The French Canadian university student charged with killing six Muslim men during evening prayers at a mosque was known for far-right, nationalist views and his support of the French rightist party led by Marine Le Pen.
Alexandre Bissonnette was charged on Monday with six counts of first-degree murder and five counts of attempted murder over the shooting rampage at a Quebec City mosque that Canada’s prime minister called an act of terrorism against Muslims.
Bissonnette made a brief court appearance and did not enter a plea in the attack staged during evening prayers on Sunday.
Photo: Reuters
Wearing a white prisoner jump suit, his hands and feet shackled, he stared down at the floor and fidgeted, but did not speak.
The 27-year-old suspect, who has espoused support for Le Pen and US President Donald Trump on his Facebook page, was known to those who monitor extremist groups in Quebec, said Francois Deschamps, an official with a refugee advocacy group.
“It’s with pain and anger that we learn the identity of terrorist Alexandre Bissonnette, unfortunately known to many activists in Quebec for taking nationalist, pro-Le Pen and anti-feminist positions at Laval University and on social media,” Deschamps wrote on the Facebook page of the group, Bienvenues aux Refugies (Welcome to Refugees).
An anthropology and political science major at Laval University in Quebec City, Bissonnette had also expressed support on his Facebook profile for “Generation Nationale,” a group whose manifesto includes the rejection of “multiculturalism.”
Authorities said Bissonnette was unknown to police.
More than 50 people were at the Quebec Islamic Cultural Centre when the shooting began, and witnesses described a scene of chaos as worshippers scrambled to find friends and loved ones.
In addition to the six dead, 19 people were wounded — all men. Of the five victims who remained hospitalized, two were in critical condition, authorities said.

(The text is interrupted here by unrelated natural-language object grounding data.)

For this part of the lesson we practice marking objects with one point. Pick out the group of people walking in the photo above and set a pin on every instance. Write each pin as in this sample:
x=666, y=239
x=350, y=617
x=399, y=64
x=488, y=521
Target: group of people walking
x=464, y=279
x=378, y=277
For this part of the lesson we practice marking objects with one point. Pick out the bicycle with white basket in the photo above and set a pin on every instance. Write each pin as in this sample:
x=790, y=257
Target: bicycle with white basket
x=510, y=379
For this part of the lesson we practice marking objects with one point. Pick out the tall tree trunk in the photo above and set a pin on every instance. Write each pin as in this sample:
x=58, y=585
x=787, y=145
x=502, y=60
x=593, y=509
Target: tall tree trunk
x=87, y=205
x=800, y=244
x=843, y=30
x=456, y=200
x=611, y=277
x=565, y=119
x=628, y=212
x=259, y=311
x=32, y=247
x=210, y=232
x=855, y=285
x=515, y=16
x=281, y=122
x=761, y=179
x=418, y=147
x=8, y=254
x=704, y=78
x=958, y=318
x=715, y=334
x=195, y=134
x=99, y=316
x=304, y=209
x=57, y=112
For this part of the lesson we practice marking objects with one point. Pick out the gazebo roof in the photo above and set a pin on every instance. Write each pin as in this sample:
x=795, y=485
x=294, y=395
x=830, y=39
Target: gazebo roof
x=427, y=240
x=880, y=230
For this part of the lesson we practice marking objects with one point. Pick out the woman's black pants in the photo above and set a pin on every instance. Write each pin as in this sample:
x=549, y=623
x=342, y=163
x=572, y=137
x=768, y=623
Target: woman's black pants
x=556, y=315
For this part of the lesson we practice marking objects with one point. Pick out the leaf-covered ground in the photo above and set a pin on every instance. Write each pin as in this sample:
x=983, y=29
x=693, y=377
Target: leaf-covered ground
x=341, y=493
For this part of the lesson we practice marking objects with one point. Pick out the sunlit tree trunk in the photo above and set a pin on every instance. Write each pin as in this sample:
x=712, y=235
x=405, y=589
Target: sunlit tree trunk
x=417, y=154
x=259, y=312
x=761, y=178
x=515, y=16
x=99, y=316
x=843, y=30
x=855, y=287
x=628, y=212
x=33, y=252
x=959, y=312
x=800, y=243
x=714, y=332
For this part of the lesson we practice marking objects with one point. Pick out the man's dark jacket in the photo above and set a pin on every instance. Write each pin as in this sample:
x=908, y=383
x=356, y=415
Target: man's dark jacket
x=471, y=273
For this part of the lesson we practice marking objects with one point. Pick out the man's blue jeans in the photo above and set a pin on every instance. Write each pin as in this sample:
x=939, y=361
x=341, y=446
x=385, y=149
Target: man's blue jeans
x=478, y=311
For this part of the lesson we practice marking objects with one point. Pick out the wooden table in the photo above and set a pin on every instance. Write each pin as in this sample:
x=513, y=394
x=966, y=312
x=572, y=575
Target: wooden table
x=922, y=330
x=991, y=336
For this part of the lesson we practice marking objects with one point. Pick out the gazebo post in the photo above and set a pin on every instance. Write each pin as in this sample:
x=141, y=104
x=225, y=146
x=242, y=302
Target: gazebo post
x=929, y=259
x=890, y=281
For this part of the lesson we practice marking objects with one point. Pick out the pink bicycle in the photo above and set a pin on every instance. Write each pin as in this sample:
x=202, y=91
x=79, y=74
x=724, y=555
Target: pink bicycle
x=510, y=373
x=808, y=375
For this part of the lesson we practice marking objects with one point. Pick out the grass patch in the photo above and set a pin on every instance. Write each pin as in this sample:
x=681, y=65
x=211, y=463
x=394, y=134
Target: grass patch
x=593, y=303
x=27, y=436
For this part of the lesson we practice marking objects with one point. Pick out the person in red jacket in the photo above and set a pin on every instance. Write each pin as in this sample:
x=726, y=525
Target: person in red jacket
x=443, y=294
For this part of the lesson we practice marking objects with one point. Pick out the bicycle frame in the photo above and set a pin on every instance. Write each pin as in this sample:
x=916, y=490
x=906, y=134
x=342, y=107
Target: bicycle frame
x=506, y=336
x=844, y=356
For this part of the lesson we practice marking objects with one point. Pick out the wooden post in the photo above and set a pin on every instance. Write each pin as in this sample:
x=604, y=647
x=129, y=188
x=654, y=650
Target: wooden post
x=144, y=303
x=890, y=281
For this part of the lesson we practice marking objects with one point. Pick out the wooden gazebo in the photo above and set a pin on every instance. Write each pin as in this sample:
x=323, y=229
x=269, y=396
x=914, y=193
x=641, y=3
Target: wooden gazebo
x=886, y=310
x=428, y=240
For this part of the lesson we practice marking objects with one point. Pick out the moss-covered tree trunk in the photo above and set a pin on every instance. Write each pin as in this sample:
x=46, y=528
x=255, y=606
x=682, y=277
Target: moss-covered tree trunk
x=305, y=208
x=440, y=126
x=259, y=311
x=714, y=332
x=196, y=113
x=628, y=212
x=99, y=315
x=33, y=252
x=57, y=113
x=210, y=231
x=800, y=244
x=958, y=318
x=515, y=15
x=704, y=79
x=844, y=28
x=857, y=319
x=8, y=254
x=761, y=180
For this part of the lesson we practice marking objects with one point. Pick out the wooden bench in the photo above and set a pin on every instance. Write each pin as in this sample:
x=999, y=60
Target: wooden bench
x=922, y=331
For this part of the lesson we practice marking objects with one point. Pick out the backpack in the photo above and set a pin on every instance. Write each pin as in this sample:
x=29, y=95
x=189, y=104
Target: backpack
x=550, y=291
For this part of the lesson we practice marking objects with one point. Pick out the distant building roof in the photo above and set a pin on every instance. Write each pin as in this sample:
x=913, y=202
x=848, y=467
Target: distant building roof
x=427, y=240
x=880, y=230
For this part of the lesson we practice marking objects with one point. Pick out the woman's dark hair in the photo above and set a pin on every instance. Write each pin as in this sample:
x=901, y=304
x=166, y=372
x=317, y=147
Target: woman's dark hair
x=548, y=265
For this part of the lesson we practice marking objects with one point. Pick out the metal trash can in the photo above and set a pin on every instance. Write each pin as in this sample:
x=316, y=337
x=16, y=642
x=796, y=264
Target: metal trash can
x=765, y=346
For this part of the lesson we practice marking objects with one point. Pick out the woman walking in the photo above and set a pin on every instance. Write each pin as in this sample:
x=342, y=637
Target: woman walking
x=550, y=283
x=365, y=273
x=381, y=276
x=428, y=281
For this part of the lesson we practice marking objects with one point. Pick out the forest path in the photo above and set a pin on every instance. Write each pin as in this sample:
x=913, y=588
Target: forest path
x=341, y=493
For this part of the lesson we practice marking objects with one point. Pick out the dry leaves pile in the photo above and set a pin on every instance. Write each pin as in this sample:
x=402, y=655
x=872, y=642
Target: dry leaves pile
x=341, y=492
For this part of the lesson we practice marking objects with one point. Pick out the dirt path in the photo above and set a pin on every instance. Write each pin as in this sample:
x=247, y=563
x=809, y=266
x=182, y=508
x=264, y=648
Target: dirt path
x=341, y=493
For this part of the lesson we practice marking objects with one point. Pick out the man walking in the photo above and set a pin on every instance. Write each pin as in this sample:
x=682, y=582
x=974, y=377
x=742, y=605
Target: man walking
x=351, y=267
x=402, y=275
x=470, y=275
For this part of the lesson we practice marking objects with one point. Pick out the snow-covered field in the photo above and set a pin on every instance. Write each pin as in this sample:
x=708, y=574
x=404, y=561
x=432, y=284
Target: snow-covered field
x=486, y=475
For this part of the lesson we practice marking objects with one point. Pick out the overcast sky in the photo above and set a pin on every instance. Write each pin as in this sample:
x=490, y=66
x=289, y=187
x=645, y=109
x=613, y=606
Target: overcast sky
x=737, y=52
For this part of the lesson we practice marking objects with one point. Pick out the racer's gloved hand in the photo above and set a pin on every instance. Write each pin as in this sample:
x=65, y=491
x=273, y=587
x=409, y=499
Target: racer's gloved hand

Canadian Prime Minister Justin Trudeau and Quebec Premier Philippe Couillard characterized the attack as a terrorist act.
Trudeau said in parliament in Ottowa that the victims were targeted simply because of their religion.
He later attended a vigil along with thousands of people bundled in winter clothes in front of Notre-Dame-de-Foy Church, just around the corner from the mosque that was attacked.
It was one of many vigils in Canada, and the Eiffel Tower in Paris was darkened in respect to the victims.